We can first define what “BTUs” really are and why we need them. There actually are some key benefits related to a A/C unit’s efficiency, its up-front price and the cost to run it over time. Then, we can learn some useful calculations that will help us choose our best BTU range when buying an A/C. All this adds up to a machine you can depend on to do its job and have minimal maintenance and repair needs.
What does BTU mean?
A BTU’s literal definition stands for British Thermal Unit. A scientific principle, BTU is just a unit of energy, measured in joules. It’s value is derived from how much energy is needed to heat a pound of water (about a 1/10th of a gallon) from 39F to 40F.
This definition doesn’t really matter to you, but if you think about how an A/C pulls heat from a given space to cool it, you might care just how much it can pull to make a space cooler like a living room. How much heat an air conditioner can pull is measured in, you guessed it, BTUs. This is considered the unit’s capacity to remove heat from an area. This capacity, or quantity, is measured in a standard per hour basis.
Get the proper BTUs when buying an air conditioner
When you’re determining the best sized A/C model for your house or even a single room like a bedroom, office or attic, you’ll be going by your BTU requirement. It’s important to get this as close as possible for maximum cooling effect. So, think BTU = how to measure my cooling needs for the ideal A/C size. Consider the following:
Air conditioner BTUs too low
First, you don’t want to have a unit that is too small for your space. This happens when a model is designed to pull only so much heat (limited amount of BTUs) per hour to cool the atmosphere, but the volume of the space it’s working in is bigger and demands more. You’ll never get your air cool enough despite your system running constantly.
Air conditioner BTUs too high
If you go too big, you’re wasting energy and money. Worse yet, is that you still won’t feel cool. You might think that you can be aggressive and go for super-high BTUs to get super cool, right? At first, it seems you could just go overkill and get an air conditioner with the most BTUs. After all, it’ll just cool you down that much faster and then run less. Not so easy. What happens is that an A/C with too many BTUs will chill air so rapidly that it doesn’t adequately remove enough moisture vapor from the air. The result is that you’ll still sense the humidity in the air, and it will feel a lot less comfortable.
How to determine your BTU requirement for an A/C
Now that you know why it’s so important to match the BTU rating of an air conditioner to the space you want to cool, let’s figure out how to calculate what you need.
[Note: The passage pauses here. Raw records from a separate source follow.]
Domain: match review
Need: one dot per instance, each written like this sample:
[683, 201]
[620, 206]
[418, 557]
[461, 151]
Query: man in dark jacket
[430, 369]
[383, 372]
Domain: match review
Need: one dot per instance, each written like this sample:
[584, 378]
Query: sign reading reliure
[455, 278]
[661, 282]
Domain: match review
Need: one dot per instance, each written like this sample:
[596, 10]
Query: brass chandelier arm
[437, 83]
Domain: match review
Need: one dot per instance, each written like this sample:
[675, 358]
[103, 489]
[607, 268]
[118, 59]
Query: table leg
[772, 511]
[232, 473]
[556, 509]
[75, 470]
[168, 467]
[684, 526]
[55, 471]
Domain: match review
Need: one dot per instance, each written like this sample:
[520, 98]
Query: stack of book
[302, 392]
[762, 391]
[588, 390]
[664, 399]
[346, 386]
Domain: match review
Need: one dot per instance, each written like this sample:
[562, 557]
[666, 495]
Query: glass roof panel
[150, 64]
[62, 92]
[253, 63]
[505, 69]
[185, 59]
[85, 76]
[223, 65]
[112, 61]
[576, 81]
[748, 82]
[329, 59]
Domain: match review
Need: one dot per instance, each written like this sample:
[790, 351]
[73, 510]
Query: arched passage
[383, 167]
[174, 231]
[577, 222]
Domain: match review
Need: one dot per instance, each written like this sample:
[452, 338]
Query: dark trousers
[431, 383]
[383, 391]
There are some rough calculations to do the job. Note, that the bigger your space (e.g. a house with many rooms and levels) the more rough these calculations become. Also, other factors such as the amount and quality of your home’s insulation, sun exposure and air leaks to the outside should be considered. It’s fine to err on the side of more if you feel these factors have an impact, as you’ll see below. If you’re in doubt, a professional installer can better determine your BTU needs when sizing your home’s air conditioner.
Here’s the math..
Let’s take the scientific stuff we learned about above and apply it to the air conditioner capacity you’ll need. For example, working backwards, if we have a unit that’s rated at 10,000 BTUs, we know that it will be able to remove that amount of energy (heat) in one hour’s time. The size of space that an air conditioner BTU is based on to be efficient is about 20-30 square feet of living space. So that means a 5,000 BTU air conditioner would be required for a 150 sq. ft. room according to the Department of Energy.
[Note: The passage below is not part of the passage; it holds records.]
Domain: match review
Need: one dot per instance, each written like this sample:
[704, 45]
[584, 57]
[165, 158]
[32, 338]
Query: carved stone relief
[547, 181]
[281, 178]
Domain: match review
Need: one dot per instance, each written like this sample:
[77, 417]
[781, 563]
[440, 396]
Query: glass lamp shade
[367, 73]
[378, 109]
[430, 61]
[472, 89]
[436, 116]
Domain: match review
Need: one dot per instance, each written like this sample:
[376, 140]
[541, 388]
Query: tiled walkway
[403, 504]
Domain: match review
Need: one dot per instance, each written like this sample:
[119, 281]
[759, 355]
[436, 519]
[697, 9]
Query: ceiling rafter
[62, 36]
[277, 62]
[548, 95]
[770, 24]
Here’s how to calculate BTU requirements:
- First, find the volume of the space to cool by multiplying the length (L) x width (W) x height (H). This will give you your cubic feet.
- Second, multiply your total cubic feet by 5 BTUs to get your approximate BTU rating.
For entire homes, obviously you will need to add up all the cubic feet of your individual rooms and hallways. Again, this can get complicated so it’s best to have a professional do it. But you can use this rough calculation to get an idea of how big of unit you’ll need for the entire house and start pricing things out.